誰を彼をも、殺した所でまだ足りぬ。敵と味方の判別がついているだけ、ディルはまだ冷静な方だ。その基準も、疲弊しきった彼には曖昧なものとなりつつある。
妻が居ない憤りをぶつける先を探していた。それが誰であれ何であれ、今のディルは構わない。
「陣頭は我に。罪は裁かねばならない、汚辱は雪がれねばなるまい。帝国皇帝の血液を以て、穢されたアルセンの不名誉を返上しよう――さすれば二度と同じ間違いは起きるまいて」
「……ディルよ」
虚ろな瞳の『月』に、王妃が問いかける。
「返上したいのは、本当にアルセンの不名誉か? 其方の願いはそれで終わるか?」
「……願い、など。希望など。我は器用ではない故に、ひとつしか持ち合わせぬ」
答える彼は、自身の腹部を軽く撫で擦っただけ。
「我の望みを叶えられるのは一人だけだ。……その一人が居ない今、どのような手を使っても、二度と、離さぬ」
その腹に何が収まっていたか、知っている者全員が顔を顰めた。
これで終わるなら、寝覚めの悪い醜悪な悲劇だ。残された者の事を考えない彼女の終幕は、その場にいる全員の表情を強張らせる。
オルキデとマゼンタさえも、ディルが『花』隊長に愛を囁かなかったのを知っているからこそ向ける視線は冷たい。
王妃は、ディルの言葉を受けて目を伏せた。
「好きにせよ」
プロフェス・ヒュムネとしては、もうこの戦地でやる事は無くなった。あとはアルセン軍が片付けなければならない問題だ。
「面白くも無い帝国の寝言で耳が汚れてしまったな。休憩は終わりだ、攻勢に転じよ。陣頭指揮は『鳥』に一任する。お膳立ては此処までで良かろう、弔い合戦なり殺戮なり後の判断は任せる。……私は疲れた、先に帰城する」
立ち上がった王妃はそのまま天幕の出入り口まで、直線上を進む。
その先には使者の死体もあったが、それを平然と、苛立ちを込めて踏み付ける。
姉様汚い、と、妹二人が非難するように声を上げたが王妃は意に介さない。
使者の死体を帝国に送り返す事もせず、アルセンは即座に帝国本陣へと攻め入った。
前線を張る『鳥』『風』の者達さえも差し置き、殲滅の言葉に相応しい程の働きを見せているのが『月』のディル。

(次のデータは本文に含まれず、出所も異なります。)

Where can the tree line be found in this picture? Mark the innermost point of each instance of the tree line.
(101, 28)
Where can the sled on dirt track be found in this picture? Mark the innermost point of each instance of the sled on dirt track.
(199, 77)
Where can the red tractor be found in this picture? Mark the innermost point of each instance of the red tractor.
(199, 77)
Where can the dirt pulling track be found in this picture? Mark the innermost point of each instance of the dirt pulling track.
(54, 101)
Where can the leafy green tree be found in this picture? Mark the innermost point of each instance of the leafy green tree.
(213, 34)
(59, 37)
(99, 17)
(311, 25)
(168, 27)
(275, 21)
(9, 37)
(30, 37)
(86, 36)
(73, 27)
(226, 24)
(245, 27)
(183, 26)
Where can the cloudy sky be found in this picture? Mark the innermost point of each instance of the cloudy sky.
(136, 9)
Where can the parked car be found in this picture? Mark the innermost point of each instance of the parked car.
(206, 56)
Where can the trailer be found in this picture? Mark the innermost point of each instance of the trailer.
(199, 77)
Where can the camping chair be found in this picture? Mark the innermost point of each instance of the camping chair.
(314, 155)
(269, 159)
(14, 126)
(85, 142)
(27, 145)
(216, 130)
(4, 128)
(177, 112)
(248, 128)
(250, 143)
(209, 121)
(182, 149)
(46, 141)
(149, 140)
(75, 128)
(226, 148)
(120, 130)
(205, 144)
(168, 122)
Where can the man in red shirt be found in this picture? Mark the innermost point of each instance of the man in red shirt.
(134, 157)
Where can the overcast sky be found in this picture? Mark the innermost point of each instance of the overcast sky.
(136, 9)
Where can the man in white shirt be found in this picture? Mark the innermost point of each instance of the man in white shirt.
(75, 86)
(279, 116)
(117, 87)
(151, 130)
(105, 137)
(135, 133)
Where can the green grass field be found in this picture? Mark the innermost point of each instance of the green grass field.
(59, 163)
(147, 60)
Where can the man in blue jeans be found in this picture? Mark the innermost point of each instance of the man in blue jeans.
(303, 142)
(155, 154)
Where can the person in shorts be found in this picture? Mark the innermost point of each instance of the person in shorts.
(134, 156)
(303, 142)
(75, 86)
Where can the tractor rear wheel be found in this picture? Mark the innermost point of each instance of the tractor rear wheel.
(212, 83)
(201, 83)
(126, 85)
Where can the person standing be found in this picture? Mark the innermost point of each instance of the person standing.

王城からの残存兵力が到着する前であったが、疲弊した帝国軍本陣はそのまま壊滅してしまった。
それだけで収まらなかったのは、怒りに震えるディルだけじゃない。
愛する人を死の間際まで追い込まれて激昂したアールヴァリンが副隊長を勤める『風』。
隊長と副隊長を同時に戦闘不能に追い込まれてしまった『花』。
『鳥』は軍に渦巻いた怒りと悲しみを止めることが出来なかった。絶望は憎しみに転じ、理性のないまま武器を振るう。
帝国皇帝の首が、荒廃した領土の空き地に晒される事態になったのは一週間も経たないうちだった。